South African death notification forms introduced a question on smoking in 1998
It follows new analyses of nearly half a million death records in South Africa which show that the death rate from tobacco is more than twice as great among those of mixed race than in the white population.
South Africa is the first, and so far the only, country to record smoking on death registration forms.
‘Death registries around the world should routinely ask whether the dead person was a smoker,’ said Professor Sir Richard Peto of the Clinical Trial Service Unit at the University of Oxford, and a member of the international research team. ‘This would help assess national death rates from smoking and would help countries discover whether deaths from smoking are increasing or decreasing. There will be hundreds of millions of tobacco deaths this century if current smoking patterns continue.’
The new study, which is the first large-scale analysis of mortality from smoking in any African country, found that in people of mixed ethnic origin, smoking causes one in four of all deaths in middle-aged men and one in six of all deaths in middle-aged women. The findings are published in the medical journal The Lancet.

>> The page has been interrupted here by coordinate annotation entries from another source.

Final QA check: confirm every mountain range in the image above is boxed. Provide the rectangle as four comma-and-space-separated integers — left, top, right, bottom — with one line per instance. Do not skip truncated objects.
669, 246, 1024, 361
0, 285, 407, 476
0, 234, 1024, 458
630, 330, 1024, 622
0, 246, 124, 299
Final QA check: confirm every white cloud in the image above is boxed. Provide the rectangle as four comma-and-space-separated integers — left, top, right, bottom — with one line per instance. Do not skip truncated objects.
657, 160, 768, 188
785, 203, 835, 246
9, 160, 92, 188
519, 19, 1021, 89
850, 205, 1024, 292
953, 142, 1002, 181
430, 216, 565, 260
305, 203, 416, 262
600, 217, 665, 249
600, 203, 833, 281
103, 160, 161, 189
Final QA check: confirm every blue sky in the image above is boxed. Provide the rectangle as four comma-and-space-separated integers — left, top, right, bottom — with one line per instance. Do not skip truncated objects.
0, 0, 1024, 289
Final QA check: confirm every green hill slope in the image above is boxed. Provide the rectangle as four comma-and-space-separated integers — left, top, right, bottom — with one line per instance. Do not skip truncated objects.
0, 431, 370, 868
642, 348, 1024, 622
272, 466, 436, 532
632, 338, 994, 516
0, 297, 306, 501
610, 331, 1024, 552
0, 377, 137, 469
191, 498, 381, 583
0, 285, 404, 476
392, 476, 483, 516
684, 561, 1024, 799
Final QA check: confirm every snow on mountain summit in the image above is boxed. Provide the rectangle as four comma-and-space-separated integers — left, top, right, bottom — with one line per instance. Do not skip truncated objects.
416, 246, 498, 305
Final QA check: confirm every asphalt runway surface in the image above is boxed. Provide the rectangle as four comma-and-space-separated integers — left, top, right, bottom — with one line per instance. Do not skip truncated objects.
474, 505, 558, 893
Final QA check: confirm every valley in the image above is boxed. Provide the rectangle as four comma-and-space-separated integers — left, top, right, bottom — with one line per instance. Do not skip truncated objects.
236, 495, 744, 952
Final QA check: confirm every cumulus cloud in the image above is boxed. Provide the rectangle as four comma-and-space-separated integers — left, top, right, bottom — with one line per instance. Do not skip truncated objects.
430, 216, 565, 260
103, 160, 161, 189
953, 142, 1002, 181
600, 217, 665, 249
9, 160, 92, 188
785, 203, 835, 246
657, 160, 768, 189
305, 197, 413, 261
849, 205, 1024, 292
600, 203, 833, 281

The black population already accounts for more than half of all deaths from smoking in South Africa, due to its larger size. At present, the death rate from smoking is not yet as high in the black as in the white population, but the researchers warn that this is likely to change if the large numbers of young black adults who now smoke continue to do so. The system of recording smoking on death notification forms will, however, automatically monitor any future changes in the death rate from smoking.
South Africa modified its national death notification form in 1998 to ask a simple yes/no question about whether the dead person had been a smoker five years earlier.
The international team of researchers has now analysed the answers on the death notification forms of nearly half a million adults in South Africa who died during the period 1999–2007.
Lead author Professor Debbie Bradshaw of the South African Medical Research Council said: ‘There is already a high death rate from smoking in the mixed-ancestry coloured population of South Africa, and there will be major increases in tobacco-attributed mortality in many other African populations where young adults now smoke, unless there is widespread cessation.’
Professor Freddy Sitas of the New South Wales Cancer Council in Australia is another study author, who in 1994 first proposed including the question about smoking in South African death registries. He added: ‘Our results show that in 1999–2007, smoking caused many deaths from cancer and heart disease, but the main way it killed, particularly in the black population, was by increasing mortality from tuberculosis and other lung diseases. All countries have heterogeneous populations, and need to know how disease-specific mortality from smoking varies with cultural background and socio-economic status.’
In an accompanying piece in The Lancet, Professor Lionel Opie of the University of Cape Town, South Africa – who was not involved in the research – says: ‘This remarkable article assesses the lethal effects of smoking from the answers to one simple – but key – yes or no question on the South African death registration form: smoker or not, five years before death? This vital question has led to new understanding in South Africa, and could do likewise elsewhere. Even in countries with sophisticated health systems, it should become part of the routine death registration process.’
The study was funded by the South African Medical Research Council, the UK Medical Research Council, Cancer Research UK, the British Heart Foundation, and the New South Wales Cancer Council.